Before and after pictures?


----------



## Fatstuff (Mar 2, 2010)

Wow that's a decent squat mate, I deadlift more than can squat good on u


----------



## JoePro (Aug 26, 2009)

Fat - Nah mate, no before and after pics, I don't really do them unless I'm cutting just measure every so often, put on some good more fat too sadly.

Fatstuff - Haha thanks mate, I'm pretty chuffed considering I'm only 17 really and I can get that, thats about double my BW. And Hmm, I wish my deads were like that but I just can't seem to get the drive on them I need.


----------



## Breda (May 2, 2011)

Good work especially at your age mate.... I helped you but you can rep me anyway :thumbup1:


----------



## Wardy211436114751 (Jan 24, 2011)

Good to see you're still training hard Joe!

180 is my target by January and welldone to you your squat flew up!


----------



## reza85 (Jan 11, 2009)

How low do you go ?

I hear alot of guys boasting about squat but all i see in most cases is a knee bending exercise.

My personal best is 155 not much but i leave a **** stain on the floor!


----------



## JoePro (Aug 26, 2009)

reza85 said:


> How low do you go ?
> 
> I hear alot of guys boasting about squat but all i see in most cases is a knee bending exercise.
> 
> My personal best is 155 not much but i leave a **** stain on the floor!


If I can't go way below parallel then I'm not doing it right haha, I am an animal with squatting.


----------



## JoePro (Aug 26, 2009)

Wardy21 said:


> Good to see you're still training hard Joe!
> 
> 180 is my target by January and welldone to you your squat flew up!


Thanks man, yeah man you'll hit it, are you doing Wendlers?


----------



## C.Hill (Nov 21, 2010)

Excellent mate!

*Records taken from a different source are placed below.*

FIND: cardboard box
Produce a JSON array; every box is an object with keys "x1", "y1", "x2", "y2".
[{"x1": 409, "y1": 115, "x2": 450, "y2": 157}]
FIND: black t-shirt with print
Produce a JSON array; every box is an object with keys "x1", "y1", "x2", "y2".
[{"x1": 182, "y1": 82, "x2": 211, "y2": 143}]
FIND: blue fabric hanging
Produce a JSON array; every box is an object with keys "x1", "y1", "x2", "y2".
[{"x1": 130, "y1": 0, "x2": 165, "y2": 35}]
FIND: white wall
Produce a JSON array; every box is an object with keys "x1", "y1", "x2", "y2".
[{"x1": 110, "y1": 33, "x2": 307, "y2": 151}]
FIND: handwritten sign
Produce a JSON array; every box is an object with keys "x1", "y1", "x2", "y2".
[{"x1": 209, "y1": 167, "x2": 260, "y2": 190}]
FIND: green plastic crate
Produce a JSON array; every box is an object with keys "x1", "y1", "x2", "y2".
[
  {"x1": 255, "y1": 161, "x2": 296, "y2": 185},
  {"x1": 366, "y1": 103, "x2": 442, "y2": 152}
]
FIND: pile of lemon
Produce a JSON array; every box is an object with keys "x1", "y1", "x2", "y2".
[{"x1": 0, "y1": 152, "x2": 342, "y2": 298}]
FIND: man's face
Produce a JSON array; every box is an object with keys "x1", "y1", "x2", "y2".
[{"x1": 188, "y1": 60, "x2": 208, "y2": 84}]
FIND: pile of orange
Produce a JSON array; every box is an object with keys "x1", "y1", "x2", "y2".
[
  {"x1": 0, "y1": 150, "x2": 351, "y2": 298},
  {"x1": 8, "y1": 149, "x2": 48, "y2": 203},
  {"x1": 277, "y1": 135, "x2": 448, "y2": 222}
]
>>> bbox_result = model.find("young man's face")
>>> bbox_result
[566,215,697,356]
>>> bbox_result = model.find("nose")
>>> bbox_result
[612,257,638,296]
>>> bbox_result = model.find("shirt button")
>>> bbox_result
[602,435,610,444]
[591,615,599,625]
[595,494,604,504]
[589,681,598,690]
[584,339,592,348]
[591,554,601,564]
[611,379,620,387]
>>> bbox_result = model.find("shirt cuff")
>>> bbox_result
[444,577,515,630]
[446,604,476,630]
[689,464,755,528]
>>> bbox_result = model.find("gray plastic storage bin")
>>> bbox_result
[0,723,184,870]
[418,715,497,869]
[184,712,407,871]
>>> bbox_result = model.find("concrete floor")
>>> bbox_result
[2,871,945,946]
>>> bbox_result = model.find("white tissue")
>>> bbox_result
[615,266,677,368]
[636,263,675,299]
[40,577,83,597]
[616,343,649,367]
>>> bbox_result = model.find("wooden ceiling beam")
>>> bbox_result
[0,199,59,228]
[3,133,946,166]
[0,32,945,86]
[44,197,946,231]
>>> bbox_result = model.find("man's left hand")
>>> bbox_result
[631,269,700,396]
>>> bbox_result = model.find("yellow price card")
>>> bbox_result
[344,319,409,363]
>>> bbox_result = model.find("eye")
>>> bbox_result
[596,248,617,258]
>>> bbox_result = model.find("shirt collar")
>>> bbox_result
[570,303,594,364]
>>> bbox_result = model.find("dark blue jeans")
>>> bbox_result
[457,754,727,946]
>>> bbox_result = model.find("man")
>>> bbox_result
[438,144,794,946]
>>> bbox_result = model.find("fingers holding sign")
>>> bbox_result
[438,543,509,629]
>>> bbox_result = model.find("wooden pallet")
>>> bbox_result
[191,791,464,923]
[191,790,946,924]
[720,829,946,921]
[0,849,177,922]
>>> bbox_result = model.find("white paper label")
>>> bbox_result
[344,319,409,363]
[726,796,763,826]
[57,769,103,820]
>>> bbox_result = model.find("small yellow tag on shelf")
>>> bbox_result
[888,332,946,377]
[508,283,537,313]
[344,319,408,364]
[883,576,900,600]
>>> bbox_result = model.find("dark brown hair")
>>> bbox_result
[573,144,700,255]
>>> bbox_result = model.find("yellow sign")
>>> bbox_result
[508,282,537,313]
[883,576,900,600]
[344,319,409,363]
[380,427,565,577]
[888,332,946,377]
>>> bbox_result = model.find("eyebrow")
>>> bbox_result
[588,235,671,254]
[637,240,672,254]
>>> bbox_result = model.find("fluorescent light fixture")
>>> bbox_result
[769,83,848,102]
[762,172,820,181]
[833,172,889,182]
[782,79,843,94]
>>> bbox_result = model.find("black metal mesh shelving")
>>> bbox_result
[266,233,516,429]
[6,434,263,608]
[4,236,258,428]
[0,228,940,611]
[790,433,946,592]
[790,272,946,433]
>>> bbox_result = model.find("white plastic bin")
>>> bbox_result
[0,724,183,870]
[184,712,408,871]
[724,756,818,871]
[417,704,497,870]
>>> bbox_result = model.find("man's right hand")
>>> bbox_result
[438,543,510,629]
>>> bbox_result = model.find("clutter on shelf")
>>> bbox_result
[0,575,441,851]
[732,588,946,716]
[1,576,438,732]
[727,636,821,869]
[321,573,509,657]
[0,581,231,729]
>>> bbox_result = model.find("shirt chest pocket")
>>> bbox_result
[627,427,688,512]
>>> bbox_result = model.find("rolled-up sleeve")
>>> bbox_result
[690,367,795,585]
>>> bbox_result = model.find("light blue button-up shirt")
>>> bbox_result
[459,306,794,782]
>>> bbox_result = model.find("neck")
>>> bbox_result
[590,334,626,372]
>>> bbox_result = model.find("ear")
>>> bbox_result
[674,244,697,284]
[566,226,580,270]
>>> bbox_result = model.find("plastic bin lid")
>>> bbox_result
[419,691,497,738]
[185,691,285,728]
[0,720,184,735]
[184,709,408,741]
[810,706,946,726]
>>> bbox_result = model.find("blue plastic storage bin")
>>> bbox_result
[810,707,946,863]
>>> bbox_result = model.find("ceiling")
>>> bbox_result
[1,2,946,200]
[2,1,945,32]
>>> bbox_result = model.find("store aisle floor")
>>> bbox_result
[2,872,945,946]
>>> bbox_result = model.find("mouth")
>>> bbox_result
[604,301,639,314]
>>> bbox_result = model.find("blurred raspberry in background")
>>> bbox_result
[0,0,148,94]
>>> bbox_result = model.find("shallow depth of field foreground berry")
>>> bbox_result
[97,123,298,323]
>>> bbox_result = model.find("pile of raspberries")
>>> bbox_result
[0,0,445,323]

Well done!


----------



## Rick89 (Feb 27, 2009)

good squatting for your age mate keep up the good work


----------



## flinty90 (Jul 1, 2010)

you got a vid of you doing the 180 mate, thats a great squat mate over nearly 40 kg more than mine mate ....and you dont look massive so good weight to weight lifted ratio... all your lifts look strong


----------



## pirus (Sep 22, 2010)

Nice work!


----------



## JoePro (Aug 26, 2009)

flinty90 said:


> you got a vid of you doing the 180 mate, thats a great squat mate over nearly 40 kg more than mine mate ....and you dont look massive so good weight to weight lifted ratio... all your lifts look strong


Thanks man, nah I didn't think about filming it, when I go for it next I'll get someone to video it for me, just for proof. And yeah I've got some mass, but I'm only 17 it's not piling on, as much as my strength is progressing - It's all about foundation of strength with me first.

And thanks everyone else!


----------



## standardflexer (Jul 16, 2008)

Fairplay mate you got a video of it?

I remember the first time i squatted 180kg i did it twice had a smile on my face after

Weird though i was deadlifting 220 before i could squat 180 and your deadlifting 140 but tbf first time i ever deadlifted when i was 18 it was about 165kg

Note - I didnt get my 180 squat till i was 19 i think and deadlift was just before so your doing well


----------



## Luigi 91 (Oct 8, 2011)

Pretty safe to say your squatting high without a video to say otherwise.

Theres no way your squat could be that high and dead so low.

Anyway not hating just saying you probably need to check your form as many people think their hitting depth when in reality they're not.

Nice bench.


----------



## Luigi 91 (Oct 8, 2011)

................


----------



## JoePro (Aug 26, 2009)

I don't use the forum much but honestly, if I'm not breaking parallel, I wouldn't squat and I would re-rack instantly. When I go for it again I will video it, but I know my form couldn't be any better.

The owner of my gym is an ex bodybuilder and strongman with qualifications in personal training. He would tell me if my form was incorrect.


----------



## Wardy211436114751 (Jan 24, 2011)

JoePro said:


> Thanks man, yeah man you'll hit it, are you doing Wendlers?


Im into week 5 of MADCOW atm mate. Gonna give wendlers a shot soon though


----------